In 2023, the Community Support Team responded to 127 in-progress 911 calls. Otis and Sack were deployed to in-progress and follow-up calls 68 times.

Otis is specially trained to provide comfort by giving emotional support.

Otis is specially trained to provide comfort by giving emotional support.

The City’s Growth

Public safety director and police chief Jason Posel says mental health issues are part of a growing and evolving community. “The last time Public Safety did a remodel was 2012,” Posel says. “Woodbury has added 20,000 people since then.”

Public Safety has evolved as Woodbury has evolved. The Community Support Team and Community Impact Unit are examples of that evolution. While the Community Support Team focuses on mental health issues, the Community Impact Unit is a data-driven effort, focusing on criminal detection and intervention through use of technology. It also works closely with other law enforcement entities.

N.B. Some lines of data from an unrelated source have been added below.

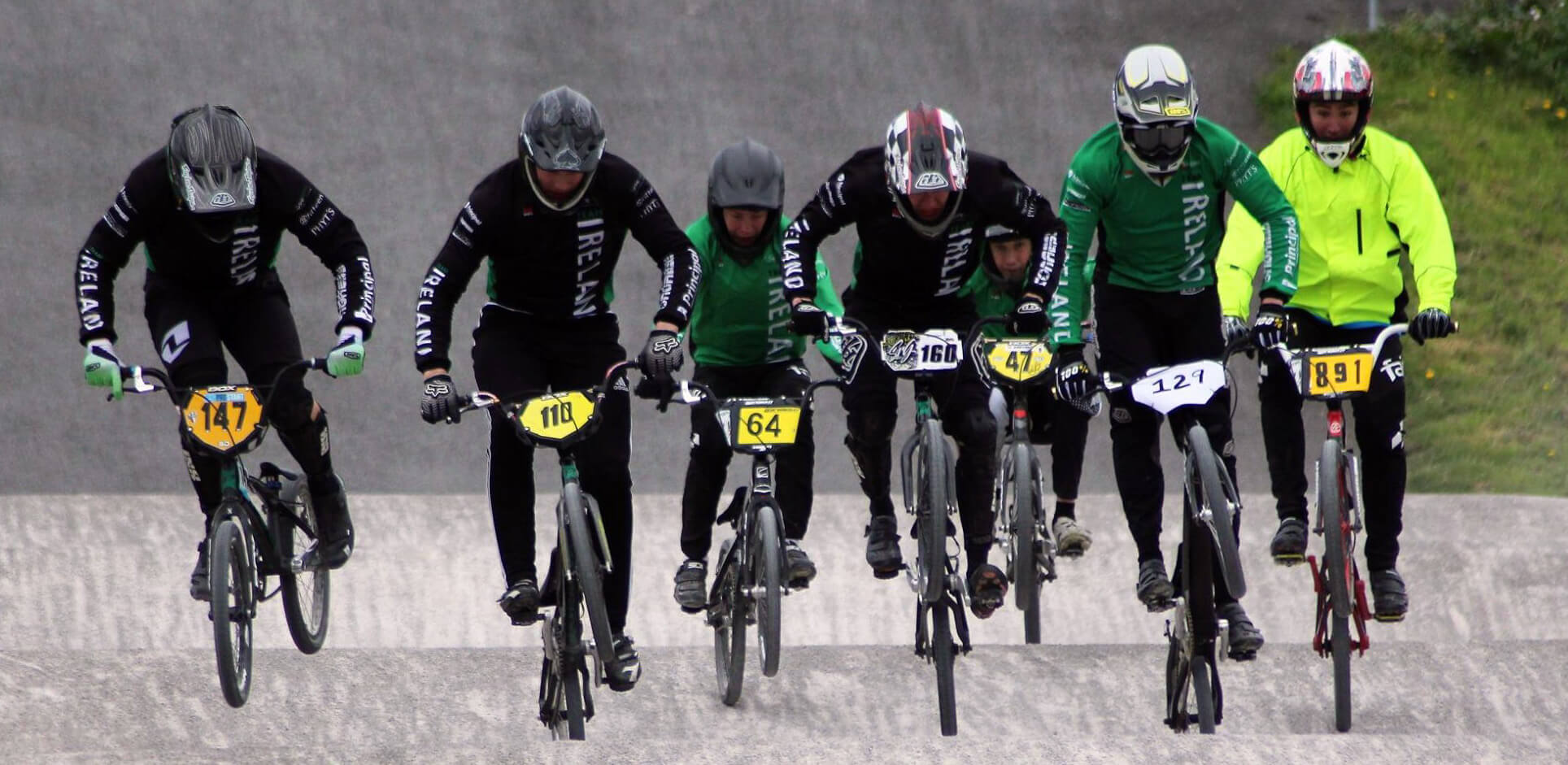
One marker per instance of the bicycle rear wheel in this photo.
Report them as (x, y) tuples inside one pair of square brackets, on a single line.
[(586, 563), (767, 584), (1336, 568), (307, 593), (1222, 532), (1026, 532), (730, 629), (233, 593)]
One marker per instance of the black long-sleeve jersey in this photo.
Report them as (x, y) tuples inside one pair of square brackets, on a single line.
[(895, 265), (243, 258), (552, 265)]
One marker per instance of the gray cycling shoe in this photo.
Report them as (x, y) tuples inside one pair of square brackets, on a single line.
[(692, 585), (1154, 589)]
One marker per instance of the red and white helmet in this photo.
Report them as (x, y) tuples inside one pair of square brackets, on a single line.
[(926, 153), (1333, 71)]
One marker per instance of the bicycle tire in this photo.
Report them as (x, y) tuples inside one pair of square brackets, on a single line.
[(231, 609), (730, 632), (767, 579), (307, 593), (1026, 530), (1336, 568), (1222, 530), (943, 655), (586, 563), (1178, 673)]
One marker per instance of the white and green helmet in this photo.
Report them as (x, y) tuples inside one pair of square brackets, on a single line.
[(1156, 106)]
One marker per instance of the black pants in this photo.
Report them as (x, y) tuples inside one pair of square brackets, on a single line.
[(1062, 425), (1140, 329), (1380, 433), (516, 356), (961, 400), (192, 329), (711, 454)]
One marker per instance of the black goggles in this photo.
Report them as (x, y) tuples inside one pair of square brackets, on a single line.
[(1157, 137)]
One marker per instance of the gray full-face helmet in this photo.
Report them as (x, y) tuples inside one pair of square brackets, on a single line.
[(745, 175), (212, 160), (560, 132)]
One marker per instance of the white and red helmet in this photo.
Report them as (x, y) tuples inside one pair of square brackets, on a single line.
[(1333, 72), (926, 153)]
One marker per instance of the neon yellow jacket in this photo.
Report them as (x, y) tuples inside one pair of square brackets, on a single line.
[(1355, 223)]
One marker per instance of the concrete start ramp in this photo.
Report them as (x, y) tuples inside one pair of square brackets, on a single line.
[(104, 657)]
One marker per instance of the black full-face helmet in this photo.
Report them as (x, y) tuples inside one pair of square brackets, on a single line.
[(560, 132), (745, 175)]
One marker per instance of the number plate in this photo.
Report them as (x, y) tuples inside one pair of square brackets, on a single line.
[(1183, 385), (223, 417), (764, 425), (1333, 375), (1018, 359), (557, 415), (934, 350)]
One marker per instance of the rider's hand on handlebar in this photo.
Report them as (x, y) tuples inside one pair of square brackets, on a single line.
[(348, 356), (808, 319), (1272, 327), (439, 400), (1027, 319), (1233, 328), (1074, 380), (1431, 324), (101, 367)]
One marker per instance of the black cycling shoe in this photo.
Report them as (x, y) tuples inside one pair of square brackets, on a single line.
[(1390, 601), (521, 602), (800, 568), (336, 543), (882, 546), (1289, 543), (628, 668), (692, 587), (201, 589), (987, 589), (1244, 637), (1154, 587)]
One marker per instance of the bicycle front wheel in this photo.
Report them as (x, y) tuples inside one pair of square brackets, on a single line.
[(307, 593), (233, 591), (1336, 569), (1026, 532), (767, 589), (1222, 530), (586, 563)]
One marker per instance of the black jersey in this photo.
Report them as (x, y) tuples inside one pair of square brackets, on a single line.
[(243, 256), (895, 265), (547, 263)]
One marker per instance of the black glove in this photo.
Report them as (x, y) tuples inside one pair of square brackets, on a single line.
[(1431, 324), (1027, 319), (439, 402), (808, 319), (1074, 380), (1270, 328)]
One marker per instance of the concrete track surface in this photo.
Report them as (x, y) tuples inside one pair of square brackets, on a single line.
[(104, 657)]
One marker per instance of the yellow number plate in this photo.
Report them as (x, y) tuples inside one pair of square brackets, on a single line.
[(1338, 373), (765, 425), (1018, 359), (557, 415), (223, 417)]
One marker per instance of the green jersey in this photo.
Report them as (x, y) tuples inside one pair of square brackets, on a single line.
[(740, 317), (1164, 237)]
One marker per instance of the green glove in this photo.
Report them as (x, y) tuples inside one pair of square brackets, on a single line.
[(102, 367), (348, 358)]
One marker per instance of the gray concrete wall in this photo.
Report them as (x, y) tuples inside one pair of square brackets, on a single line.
[(397, 109)]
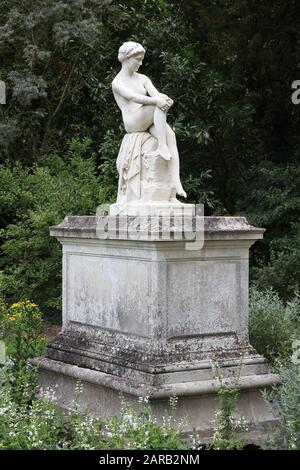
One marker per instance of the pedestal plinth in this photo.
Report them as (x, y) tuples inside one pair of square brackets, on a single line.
[(146, 317)]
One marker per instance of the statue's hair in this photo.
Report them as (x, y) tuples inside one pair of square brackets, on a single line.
[(129, 49)]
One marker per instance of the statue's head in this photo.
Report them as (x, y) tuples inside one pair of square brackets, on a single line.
[(132, 53)]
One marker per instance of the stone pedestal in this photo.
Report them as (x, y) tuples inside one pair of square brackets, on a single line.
[(146, 317)]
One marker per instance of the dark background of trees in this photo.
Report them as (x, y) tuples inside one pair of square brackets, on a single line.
[(228, 65)]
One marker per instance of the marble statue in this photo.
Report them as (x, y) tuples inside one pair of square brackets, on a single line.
[(148, 160)]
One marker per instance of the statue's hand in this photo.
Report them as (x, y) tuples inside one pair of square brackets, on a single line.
[(164, 103)]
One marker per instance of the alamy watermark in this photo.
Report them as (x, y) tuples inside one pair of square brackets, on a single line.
[(296, 94), (153, 223), (2, 352), (2, 92)]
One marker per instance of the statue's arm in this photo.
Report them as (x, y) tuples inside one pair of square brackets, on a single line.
[(122, 90), (152, 91)]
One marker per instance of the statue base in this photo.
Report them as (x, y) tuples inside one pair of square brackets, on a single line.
[(150, 317)]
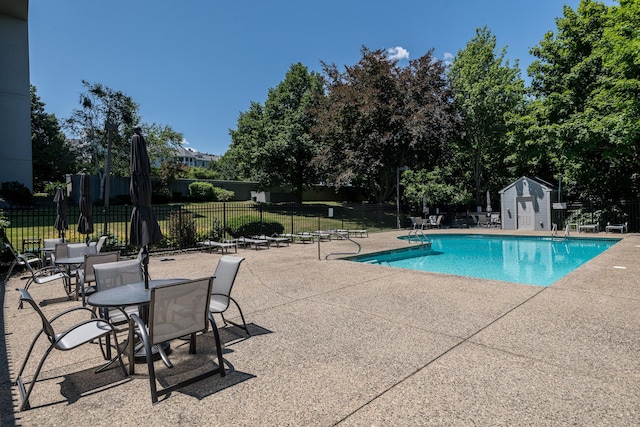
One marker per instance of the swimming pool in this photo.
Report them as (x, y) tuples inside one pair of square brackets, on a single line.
[(538, 261)]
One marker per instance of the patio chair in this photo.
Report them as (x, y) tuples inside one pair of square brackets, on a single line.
[(42, 276), (223, 279), (49, 247), (112, 274), (622, 228), (100, 243), (86, 275), (175, 310), (73, 337), (27, 259)]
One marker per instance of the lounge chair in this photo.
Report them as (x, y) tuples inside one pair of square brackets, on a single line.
[(225, 245), (299, 237), (273, 239), (595, 228), (622, 228), (418, 222), (257, 243)]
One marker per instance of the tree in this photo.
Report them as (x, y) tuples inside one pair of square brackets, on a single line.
[(273, 144), (378, 116), (584, 118), (52, 157), (486, 90), (101, 104)]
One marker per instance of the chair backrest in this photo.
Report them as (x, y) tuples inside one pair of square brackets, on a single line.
[(50, 244), (100, 243), (112, 274), (23, 260), (46, 326), (8, 246), (80, 249), (179, 309), (100, 258), (61, 250), (223, 278)]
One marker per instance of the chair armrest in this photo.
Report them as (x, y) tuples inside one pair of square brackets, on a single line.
[(59, 315)]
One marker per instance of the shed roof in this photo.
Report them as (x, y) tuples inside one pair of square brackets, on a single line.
[(547, 187)]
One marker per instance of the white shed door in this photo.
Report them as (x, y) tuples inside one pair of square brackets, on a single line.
[(526, 216)]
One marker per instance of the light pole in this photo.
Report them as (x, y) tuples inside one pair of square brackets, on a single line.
[(109, 127), (398, 170)]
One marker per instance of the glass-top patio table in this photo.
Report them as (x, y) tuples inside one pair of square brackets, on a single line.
[(133, 294)]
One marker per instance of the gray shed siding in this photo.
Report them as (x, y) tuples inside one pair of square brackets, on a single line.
[(526, 205)]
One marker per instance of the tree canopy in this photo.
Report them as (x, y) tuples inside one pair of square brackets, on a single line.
[(378, 116), (272, 143), (52, 156), (582, 122)]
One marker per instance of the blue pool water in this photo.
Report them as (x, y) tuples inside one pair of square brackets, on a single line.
[(530, 260)]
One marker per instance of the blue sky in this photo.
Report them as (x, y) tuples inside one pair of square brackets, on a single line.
[(195, 65)]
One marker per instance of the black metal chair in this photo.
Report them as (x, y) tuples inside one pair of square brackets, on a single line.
[(175, 311), (223, 280), (75, 336), (28, 258)]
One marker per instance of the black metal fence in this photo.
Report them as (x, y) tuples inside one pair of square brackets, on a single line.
[(602, 213), (183, 225)]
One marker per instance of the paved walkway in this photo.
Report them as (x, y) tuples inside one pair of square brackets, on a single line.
[(340, 343)]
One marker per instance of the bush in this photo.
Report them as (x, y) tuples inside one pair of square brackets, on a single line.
[(182, 229), (16, 193), (250, 226), (51, 187), (217, 232), (223, 195), (161, 196), (202, 191)]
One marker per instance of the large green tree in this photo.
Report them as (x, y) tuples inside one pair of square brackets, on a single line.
[(487, 89), (99, 105), (52, 156), (583, 121), (378, 116), (272, 143)]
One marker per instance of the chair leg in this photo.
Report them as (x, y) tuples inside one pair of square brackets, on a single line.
[(241, 316), (11, 267), (216, 337), (20, 383)]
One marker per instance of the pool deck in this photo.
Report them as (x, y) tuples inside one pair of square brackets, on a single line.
[(342, 343)]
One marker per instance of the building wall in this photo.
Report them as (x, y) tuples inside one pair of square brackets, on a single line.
[(526, 189), (15, 97)]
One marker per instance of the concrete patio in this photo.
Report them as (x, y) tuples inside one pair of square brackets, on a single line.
[(340, 343)]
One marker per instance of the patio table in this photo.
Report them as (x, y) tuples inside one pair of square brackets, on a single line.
[(133, 294)]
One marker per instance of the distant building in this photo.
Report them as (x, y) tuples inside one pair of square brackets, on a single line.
[(193, 158), (15, 96)]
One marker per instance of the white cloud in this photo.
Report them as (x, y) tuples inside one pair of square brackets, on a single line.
[(398, 53)]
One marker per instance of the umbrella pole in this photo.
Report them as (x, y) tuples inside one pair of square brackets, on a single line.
[(145, 265)]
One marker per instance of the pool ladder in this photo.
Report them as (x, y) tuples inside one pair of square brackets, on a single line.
[(341, 253), (421, 238), (554, 231)]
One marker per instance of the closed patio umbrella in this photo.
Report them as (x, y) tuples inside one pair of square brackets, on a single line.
[(60, 223), (85, 220), (144, 226)]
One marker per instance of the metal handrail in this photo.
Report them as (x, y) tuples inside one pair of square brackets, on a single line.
[(346, 236), (421, 240)]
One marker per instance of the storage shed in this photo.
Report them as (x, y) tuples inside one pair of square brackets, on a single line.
[(526, 205)]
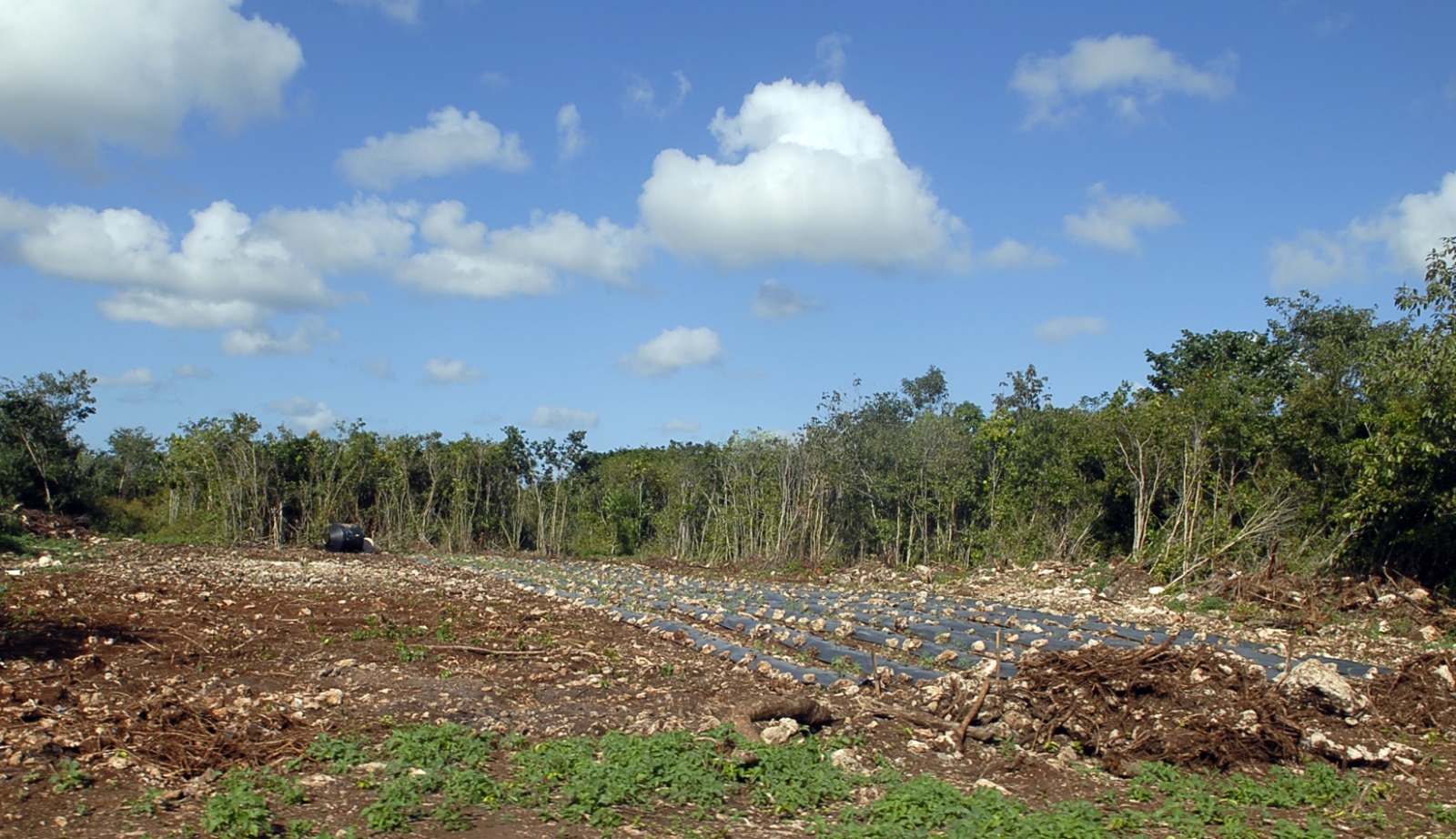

Although the issue of mental health plays the national stage, its impacts can be hyperlocal. “Situations and family dynamics are unique,” Posel says. “It’s why you need to work at an individual level.

“While these aren’t just immediate issues, they can be,” Posel says. “You want to get upstream, before they impact the community and before they result in emergency calls.”

As they say, an ounce of prevention is worth a pound of cure. And while Otis isn’t the answer, neither is the Community Support Team—at least not by themselves.

“They can be a conduit to conversation,” Posel says. “That’s a start.” Trust will always be a part of that start. “Every interaction is an opportunity to build trust and relationships,” Posel says. “Our community knows that.”

Posel adds that the community has been very supportive of its Public Safety Department. As an example, he says the Woodbury Police K-9 Fund, a nonprofit organization dedicated to raising funds for the Woodbury Police Department’s K-9 team, supports the department’s dogs, Otis included. Aside from therapy dog Otis, the three other dogs are dual-trained as narcotic and patrol dogs.